There was a time, as Mom to four, when all I wanted for Mother’s Day was to sleep in and spend the day in bed reading a book. This is the year my wish came true, but it’s because I had a gum graft on Friday, and am not allowed any excitement that may raise my blood pressure for five days. It also means breakfast-in-bed consisted of pudding and ice-cream.
Despite my restrictions, my family has done as much as they can to make me feel special and appreciated. I arrived home from spending five days in Toronto at the Enactus National Exposition, on Thursday at suppertime. (That will be a separate post.) Because I arrived before D’Arcy could get to Halifax from Pictou after school, Evan and Alex came to the airport to pick me up. I had offered to take them for something to eat, but D’Arcy texted me and told me to come right home and not to feed anyone.
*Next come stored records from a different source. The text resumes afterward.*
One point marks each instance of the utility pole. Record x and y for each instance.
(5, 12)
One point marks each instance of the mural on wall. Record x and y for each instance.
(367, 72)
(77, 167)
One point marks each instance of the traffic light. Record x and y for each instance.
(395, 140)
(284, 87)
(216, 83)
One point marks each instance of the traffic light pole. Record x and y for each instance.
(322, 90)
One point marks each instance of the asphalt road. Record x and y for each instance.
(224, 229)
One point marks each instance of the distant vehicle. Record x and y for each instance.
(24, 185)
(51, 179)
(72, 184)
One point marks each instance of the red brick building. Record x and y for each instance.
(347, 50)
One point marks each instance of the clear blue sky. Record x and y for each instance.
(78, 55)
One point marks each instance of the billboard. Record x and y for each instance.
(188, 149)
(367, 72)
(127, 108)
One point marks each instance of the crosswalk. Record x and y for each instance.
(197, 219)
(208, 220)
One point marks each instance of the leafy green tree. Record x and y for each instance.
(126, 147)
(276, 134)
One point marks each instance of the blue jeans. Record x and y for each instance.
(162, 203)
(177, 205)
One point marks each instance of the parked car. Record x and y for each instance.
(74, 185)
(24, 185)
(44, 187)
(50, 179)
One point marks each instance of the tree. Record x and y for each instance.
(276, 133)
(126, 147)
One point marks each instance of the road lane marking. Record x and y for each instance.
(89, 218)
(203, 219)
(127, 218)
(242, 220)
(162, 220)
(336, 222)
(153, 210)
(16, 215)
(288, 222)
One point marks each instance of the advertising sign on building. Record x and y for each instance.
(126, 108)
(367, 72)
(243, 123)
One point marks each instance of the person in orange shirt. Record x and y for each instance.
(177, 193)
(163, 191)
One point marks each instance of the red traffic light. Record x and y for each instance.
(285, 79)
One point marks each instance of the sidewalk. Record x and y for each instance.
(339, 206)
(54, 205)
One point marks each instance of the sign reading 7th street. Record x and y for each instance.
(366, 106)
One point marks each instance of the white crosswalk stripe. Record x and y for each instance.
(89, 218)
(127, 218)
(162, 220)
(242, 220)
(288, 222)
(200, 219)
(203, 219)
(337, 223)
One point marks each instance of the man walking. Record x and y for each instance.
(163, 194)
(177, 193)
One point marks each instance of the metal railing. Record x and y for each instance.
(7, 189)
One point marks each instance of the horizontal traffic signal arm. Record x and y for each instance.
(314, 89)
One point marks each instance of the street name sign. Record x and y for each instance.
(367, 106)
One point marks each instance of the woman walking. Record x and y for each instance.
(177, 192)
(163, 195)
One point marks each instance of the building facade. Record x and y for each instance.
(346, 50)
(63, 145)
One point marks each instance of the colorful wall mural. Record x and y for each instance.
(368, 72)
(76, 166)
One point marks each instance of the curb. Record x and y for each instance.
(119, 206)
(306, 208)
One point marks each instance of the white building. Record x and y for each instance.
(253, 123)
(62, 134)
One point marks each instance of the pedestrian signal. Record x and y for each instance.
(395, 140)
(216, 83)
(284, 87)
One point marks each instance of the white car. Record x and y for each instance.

When I walked in the door, I could smell lobsters cooking, and discovered that he had planned a celebration of my successes in Toronto with my team, and also an early Mother’s Day meal since I wouldn’t be able to eat on Sunday. He had prepared lobsters, asparagus, green salad, cabbage rolls, and garlic bread, and had opened a bottle of wine.
We were chatting in the kitchen, telling stories and getting caught up, when Olivia brought Caroline, the guinea pig in.
I immediately knew something was wrong. Since I had held her the week before, she had lost about half her body weight and she wasn’t squeaking at me like she normally would. I told D’Arcy we needed to put supper on hold and call the vet. I won’t go into detail, but we took Caroline to an emergency appointment where she was diagnosed with an abscess. The vet dealt with it, gave her fluids, put her on antibiotics and sent us home with the equivalent of “boost” for rodents. The girls were relieved and took her home a couple hours later with a renewed sense of hope.
They were sent to bed and D’Arcy and I had a chance to dine together on our now-cold dinner. It was still delicious.
In the morning, Caroline was still with us, but not perky. I held her while Olivia gave her the antibiotic and we tried to get her to take her supplement. Before they went to school, I advised them to tell her that they loved her – just in case. Within an hour, our sweet Caroline had stopped breathing, aged 3.5, knowing she was well-loved.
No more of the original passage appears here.